Notre hypothèse la plus exigeante intègre une hausse de 30% du personnel soignant sur le périmètre européen du groupe Korian (la France ne représente que le tiers du nombre de lits), hors Allemagne, afin justement d’aligner le taux d’encadrement sur le taux allemand.

Nous avons considéré que cet effort serait intégralement financé par les groupes privés, Korian en l’occurrence. Sur la base d’une marge d’ebitda consolidée de 14.8% pré-covid (2019), la baisse serait de trois points, intégralement imputable aux activités Ehpad, hors Allemagne qui représente environ 50% du chiffre d’affaires total de Korian.

La valorisation actuelle de Korian aux environs de 18€ reflète :

  • la hausse de 30% des dépenses en personnels soignants,
  • une hausse des exigences de rendement immobilier à 5,5% (vs 5,3% booké en comptabilité et moins de 5% en transaction),
  • une décote de 20% du multiple de EV/Ebit opco par rapport au niveau déjà très modeste constaté avant la parution de Les Fossoyeurs.

Plus parlant encore, le free cash-flow yield opco de Korian serait de 12,5% rapporté à la capitalisation boursière de 1,8Md€. Il faut, en outre, garder à l’esprit que cette dernière intègre une valeur nette de 1,2Md€ de l’immobilier (capitalisé à 6%). Précisons aussi que notre estimation de free cash-flow est minorée par le fait que nous n’intégrons pas dans nos hypothèses les économies de loyers (590 M€ en base annuelle) corrélatives à la hausse exigée des rendements (12% pour un passage de 5,3% à 6%).

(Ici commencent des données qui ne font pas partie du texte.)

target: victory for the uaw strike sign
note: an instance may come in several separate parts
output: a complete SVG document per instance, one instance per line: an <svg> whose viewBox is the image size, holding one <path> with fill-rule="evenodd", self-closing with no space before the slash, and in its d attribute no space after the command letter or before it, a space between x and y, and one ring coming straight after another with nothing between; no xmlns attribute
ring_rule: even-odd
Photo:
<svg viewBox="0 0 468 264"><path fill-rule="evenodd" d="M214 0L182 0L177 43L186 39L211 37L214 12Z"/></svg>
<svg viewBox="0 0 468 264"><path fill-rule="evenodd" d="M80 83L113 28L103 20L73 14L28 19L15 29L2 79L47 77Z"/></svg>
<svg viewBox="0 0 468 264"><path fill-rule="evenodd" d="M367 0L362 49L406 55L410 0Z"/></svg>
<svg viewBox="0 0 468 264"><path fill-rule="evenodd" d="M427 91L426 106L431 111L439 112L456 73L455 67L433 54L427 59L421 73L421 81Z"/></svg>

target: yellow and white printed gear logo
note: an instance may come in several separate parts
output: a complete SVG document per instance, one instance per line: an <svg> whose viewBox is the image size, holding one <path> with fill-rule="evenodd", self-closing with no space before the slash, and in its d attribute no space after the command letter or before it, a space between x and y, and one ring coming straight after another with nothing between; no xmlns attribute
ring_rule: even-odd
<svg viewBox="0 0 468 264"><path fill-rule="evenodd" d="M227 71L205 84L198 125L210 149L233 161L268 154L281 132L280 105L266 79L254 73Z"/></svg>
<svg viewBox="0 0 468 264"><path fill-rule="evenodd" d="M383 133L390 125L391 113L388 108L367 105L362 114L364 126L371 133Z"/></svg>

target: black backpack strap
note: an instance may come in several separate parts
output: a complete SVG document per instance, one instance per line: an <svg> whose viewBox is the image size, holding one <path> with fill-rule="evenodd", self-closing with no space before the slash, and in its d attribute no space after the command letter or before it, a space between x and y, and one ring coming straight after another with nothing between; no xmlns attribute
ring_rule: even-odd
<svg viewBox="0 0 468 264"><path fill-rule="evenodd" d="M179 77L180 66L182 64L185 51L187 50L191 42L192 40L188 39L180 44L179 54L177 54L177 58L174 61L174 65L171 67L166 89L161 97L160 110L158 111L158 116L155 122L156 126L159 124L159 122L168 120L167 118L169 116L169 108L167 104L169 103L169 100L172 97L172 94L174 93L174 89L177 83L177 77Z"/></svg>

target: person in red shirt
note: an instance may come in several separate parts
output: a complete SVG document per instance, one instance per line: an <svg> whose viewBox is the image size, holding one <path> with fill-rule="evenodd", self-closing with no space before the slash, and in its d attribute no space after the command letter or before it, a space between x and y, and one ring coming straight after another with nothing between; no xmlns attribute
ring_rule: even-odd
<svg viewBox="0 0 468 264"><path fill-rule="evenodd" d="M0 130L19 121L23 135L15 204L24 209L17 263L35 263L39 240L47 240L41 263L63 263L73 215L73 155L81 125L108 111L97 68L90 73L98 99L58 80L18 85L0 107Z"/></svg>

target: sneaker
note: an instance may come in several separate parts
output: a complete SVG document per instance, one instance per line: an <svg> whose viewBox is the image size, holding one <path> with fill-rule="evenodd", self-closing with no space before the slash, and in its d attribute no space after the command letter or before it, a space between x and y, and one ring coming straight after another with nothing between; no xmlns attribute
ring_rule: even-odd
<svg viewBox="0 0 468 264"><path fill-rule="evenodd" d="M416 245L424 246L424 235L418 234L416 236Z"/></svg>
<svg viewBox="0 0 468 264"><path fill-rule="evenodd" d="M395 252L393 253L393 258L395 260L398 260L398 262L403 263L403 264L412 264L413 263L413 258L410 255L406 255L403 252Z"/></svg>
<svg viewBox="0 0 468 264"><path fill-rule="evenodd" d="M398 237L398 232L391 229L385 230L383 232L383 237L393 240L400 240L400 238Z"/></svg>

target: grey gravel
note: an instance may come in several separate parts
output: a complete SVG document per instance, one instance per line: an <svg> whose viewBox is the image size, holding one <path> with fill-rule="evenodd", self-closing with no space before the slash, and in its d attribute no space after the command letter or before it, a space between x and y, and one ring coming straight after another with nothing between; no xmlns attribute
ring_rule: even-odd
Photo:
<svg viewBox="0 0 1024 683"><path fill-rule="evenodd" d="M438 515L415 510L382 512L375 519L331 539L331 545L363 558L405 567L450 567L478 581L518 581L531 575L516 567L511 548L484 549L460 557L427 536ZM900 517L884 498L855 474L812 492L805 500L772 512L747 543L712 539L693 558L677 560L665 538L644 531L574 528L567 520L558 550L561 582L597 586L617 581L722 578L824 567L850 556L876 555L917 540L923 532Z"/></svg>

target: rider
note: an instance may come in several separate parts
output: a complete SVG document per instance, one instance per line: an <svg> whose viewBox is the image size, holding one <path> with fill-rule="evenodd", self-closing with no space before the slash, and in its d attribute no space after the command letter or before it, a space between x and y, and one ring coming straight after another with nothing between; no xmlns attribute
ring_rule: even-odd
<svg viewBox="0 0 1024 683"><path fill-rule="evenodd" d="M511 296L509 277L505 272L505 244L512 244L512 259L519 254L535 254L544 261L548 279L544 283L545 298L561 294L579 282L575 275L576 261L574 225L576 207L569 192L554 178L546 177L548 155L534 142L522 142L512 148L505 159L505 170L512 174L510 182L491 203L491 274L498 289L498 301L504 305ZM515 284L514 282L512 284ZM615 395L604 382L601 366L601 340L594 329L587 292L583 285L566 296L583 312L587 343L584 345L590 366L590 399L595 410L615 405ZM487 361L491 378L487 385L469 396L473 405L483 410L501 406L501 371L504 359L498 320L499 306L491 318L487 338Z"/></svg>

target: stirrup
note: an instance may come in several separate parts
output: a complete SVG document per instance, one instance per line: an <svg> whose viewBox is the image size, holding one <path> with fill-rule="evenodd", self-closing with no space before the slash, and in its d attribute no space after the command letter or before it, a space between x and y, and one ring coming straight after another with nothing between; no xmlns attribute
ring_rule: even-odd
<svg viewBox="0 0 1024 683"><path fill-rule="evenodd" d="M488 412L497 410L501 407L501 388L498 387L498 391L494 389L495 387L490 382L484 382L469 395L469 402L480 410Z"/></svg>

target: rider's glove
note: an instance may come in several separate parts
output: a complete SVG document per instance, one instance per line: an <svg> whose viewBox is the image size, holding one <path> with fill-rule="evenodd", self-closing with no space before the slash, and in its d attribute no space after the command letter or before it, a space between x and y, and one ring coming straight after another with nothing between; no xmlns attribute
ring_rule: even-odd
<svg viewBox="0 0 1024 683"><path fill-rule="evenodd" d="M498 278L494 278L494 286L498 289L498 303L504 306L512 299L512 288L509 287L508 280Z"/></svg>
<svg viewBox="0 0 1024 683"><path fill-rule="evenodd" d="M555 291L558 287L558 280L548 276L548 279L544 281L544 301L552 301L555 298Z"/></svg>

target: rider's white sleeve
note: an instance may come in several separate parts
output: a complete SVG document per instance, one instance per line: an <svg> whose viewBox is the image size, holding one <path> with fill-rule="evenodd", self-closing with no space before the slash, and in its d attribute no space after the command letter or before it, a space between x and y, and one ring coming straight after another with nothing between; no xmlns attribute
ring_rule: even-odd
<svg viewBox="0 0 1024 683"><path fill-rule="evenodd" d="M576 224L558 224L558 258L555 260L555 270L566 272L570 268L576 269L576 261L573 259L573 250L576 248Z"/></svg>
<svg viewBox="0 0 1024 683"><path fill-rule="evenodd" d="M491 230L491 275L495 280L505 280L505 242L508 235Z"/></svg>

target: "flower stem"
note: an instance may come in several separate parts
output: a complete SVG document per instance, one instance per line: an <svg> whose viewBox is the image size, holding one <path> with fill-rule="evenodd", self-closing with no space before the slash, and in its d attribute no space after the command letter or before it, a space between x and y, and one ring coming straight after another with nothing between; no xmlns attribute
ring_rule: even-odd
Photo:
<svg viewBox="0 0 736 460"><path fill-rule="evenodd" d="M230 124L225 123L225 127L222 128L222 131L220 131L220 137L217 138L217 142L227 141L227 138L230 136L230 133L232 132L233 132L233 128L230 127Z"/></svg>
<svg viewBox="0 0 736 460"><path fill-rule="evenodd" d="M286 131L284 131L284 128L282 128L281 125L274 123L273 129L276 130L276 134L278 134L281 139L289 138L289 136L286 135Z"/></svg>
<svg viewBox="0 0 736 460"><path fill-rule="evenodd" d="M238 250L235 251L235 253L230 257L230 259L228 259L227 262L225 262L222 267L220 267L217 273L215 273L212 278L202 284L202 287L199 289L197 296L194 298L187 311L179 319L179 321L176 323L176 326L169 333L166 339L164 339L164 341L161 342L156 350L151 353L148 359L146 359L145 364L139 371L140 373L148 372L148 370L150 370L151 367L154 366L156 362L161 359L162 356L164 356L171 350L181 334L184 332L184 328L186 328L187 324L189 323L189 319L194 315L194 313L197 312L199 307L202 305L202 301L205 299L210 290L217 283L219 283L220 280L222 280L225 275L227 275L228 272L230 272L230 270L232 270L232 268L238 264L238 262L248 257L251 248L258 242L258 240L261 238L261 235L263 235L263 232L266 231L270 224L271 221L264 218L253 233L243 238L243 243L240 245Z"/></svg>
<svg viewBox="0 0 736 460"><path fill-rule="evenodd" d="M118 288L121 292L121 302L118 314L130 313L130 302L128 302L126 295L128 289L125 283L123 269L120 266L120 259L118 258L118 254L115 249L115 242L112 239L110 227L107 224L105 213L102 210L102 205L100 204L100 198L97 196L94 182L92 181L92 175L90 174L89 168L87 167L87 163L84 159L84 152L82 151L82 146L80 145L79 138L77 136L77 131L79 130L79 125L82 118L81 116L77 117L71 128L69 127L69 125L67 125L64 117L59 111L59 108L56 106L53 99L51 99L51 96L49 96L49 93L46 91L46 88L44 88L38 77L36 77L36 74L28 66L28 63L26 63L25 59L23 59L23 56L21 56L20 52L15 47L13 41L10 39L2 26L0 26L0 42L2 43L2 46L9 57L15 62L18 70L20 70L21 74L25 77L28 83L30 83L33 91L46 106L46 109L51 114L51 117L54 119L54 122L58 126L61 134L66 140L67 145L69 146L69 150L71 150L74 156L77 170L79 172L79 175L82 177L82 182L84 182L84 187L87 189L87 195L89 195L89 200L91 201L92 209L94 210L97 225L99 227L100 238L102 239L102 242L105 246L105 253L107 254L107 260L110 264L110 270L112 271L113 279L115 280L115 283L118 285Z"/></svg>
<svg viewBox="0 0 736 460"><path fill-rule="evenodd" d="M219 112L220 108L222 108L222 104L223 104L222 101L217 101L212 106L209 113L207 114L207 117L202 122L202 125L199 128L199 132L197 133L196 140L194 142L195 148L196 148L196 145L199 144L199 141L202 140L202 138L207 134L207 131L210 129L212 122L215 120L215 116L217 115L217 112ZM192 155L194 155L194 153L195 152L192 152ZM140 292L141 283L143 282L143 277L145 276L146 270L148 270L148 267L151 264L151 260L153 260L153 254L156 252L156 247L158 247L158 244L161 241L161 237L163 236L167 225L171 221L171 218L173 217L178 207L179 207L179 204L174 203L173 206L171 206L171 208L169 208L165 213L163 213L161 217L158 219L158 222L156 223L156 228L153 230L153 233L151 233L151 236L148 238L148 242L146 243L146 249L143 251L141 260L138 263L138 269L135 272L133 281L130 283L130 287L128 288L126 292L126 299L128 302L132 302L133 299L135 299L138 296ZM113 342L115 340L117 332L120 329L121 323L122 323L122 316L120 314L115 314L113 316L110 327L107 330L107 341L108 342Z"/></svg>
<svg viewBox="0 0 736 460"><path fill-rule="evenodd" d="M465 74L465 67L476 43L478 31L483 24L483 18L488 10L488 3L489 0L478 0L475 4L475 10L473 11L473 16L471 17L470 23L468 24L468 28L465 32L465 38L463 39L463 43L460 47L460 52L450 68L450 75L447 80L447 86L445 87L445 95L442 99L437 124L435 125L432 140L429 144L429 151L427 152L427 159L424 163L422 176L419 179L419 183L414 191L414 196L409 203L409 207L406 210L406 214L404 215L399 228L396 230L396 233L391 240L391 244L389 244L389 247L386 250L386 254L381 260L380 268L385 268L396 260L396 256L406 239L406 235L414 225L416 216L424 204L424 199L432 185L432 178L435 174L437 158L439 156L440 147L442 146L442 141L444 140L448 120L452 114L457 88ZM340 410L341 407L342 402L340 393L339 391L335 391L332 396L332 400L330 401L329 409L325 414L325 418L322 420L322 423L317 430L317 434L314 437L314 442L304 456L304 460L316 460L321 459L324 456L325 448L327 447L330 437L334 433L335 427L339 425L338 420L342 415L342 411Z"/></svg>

Nous jugeons nos hypothèses exigeantes car :

  • la hausse du nombre de soignants serait de 1 pour 10 résidents à l’échelle européenne,
  • le financement serait intégralement à la charge des opérateurs privés,
  • les multiples resteraient déprimés de 20% sur un niveau de départ faible, une base de résultat « assainie » et avec une image du secteur qui avec le temps devrait s’améliorer. Cette amélioration sera néanmoins progressive car elle dépend pour partie des réponses structurantes que doivent désormais apporter les responsables politiques.

Pour toutes ces raisons, financières comme ESG, nous n’avons ni allégé ni renforcé notre position qui pèse 3,7% du fonds. Nous sommes dans un état de veille très aiguisé sur Korian et le secteur dans son ensemble et agirons en fonction des opportunités.